In 2005, the Nifty gained 36 percent. That led many pundits to predict that equity returns in 2006 were unlikely to be as good, and that the market was likely to consolidate for a while. That forecast seemed spot on when the Nifty slipped into negative territory by mid-June. But the index reversed course from then on and closed the year with a 40 percent gain over the previous year.
After two consecutive years of handsome gains, most pundits felt the law of averages was bound to catch up in 2007. Accordingly they warned investors to keep their expectations realistic even if the trend was likely to be positive. The Nifty rose 55 percent that year.

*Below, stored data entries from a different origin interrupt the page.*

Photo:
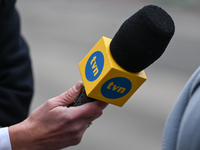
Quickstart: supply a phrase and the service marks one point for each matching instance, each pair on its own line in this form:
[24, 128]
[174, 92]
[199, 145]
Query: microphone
[114, 69]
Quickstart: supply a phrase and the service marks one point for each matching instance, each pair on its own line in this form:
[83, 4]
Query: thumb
[69, 96]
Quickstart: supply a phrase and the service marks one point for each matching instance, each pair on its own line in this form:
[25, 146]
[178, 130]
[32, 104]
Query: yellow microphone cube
[104, 79]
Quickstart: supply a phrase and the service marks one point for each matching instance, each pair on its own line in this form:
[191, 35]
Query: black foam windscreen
[142, 38]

By now, market experts were of the view that this party was likely to continue forever. Fancy (even atrocious) Sensex and Nifty targets were bandied about, and the camp of prophets calling for caution had shrunk considerably.
But 2008 turned to be a disastrous year, with the Nifty crashing 52 percent, way more than the wildest imagination of the most die-hard of bears.
For 2009, the consensus view was one of more gloom ahead. It was based on the assumption that things were likely to worsen further globally, and India would not be immune to the turn of events.
But global markets rallied in 2009 thanks to the monetary stimuli in US and Europe, and India was among the best performing markets with a 76 percent return.
It is a much different world than what it used to be back then. And no two bulls markets are driven by the same factors, even if there may be some common elements like liquidity for one.
Anecdotal evidence shows that markets tend to rise when the majority view is cautious and fall when there are too many optimists around.
Past may be no indicator of the future as far as financial markets are concerned. But if there is something the markets love to do consistently, that is proving the majority wrong.